NZ: online banking- liability and authentication
There are several stories doing the media rounds today about online banking that have some interesting angles:
1. Back in July this year, with the introduction of the new Code of Banking Practice, banks wanted to make online banking customers liable for not patching their OSs or if their “virus scanning, firewall, anti-spyware, operating system and anti-spam software” was not up to date. At that time, I said that none of this makes business, operational, or technical sense for the banks.
Amongst the majors, Westpac was the first to see the obvious and backed down in August (even more interesting when you consider that it is the only major that doesn’t offer two-factor authentication).

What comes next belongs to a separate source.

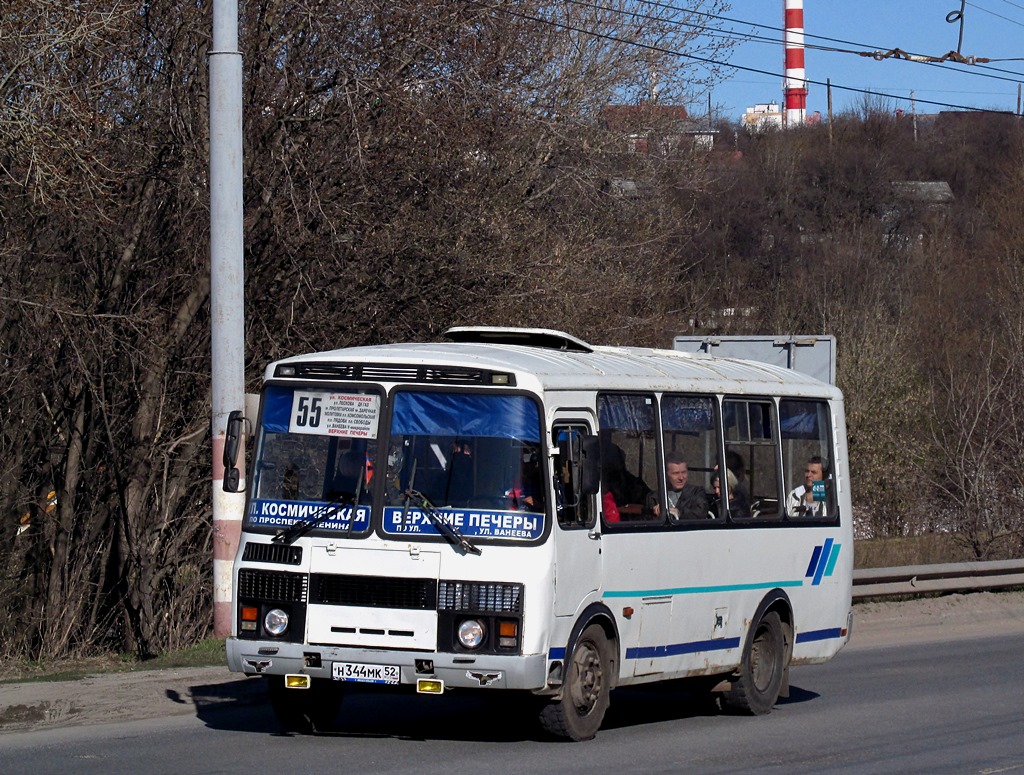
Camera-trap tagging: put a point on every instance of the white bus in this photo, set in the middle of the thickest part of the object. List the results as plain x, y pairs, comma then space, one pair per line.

Now, Bank of New Zealand (BNZ) has backed down with ANZ National half way there. It’s likely that the others will follow as both Westpac and BNZ are using explicit assurances of no-liability that is believed to be bringing in new customers.
2. BNZ is going to make two-factor authentication compulsory for its online banking customers. Hmmm… the conventional wisdom is to make it optional or only require it beyond some limit. If the other banks follow, this could be the tipping point for two-factor authentication in New Zealand.
3. Unfortunately, BNZ’s two-factor authentication for personal banking barely makes the grade. The bank uses NetGuard that is a “bingo card” with a 7×7 grid. It is “something you have” but fails the test of “something no one else has.” It is trivial for someone to get a copy of the static grid without the customer’s knowledge.
In fact, one of the actual attacks against the NetGuard bingo card has been to try to get the intended victim to fill in the entire grid in a spoofed page. This demonstrates that the bingo card is much more a shared secret one-factor than true two-factor authentication.
4. BNZ has an example where the time from an account was compromised to actual cash in hand (in Canada) was 15 minutes. That shows how important real-time fraud detection and limits imposed by business rules have become to complement authentication. The credit card companies, such as Visa, are the masters in this area.
5. Two-factor authentication works. In a recent phishing scam against BNZ customers, eight customers had their username and passwords phished. The four who were using NetGuard were still safe. Obviously, even low-grade two-factor authentication is better than passwords alone!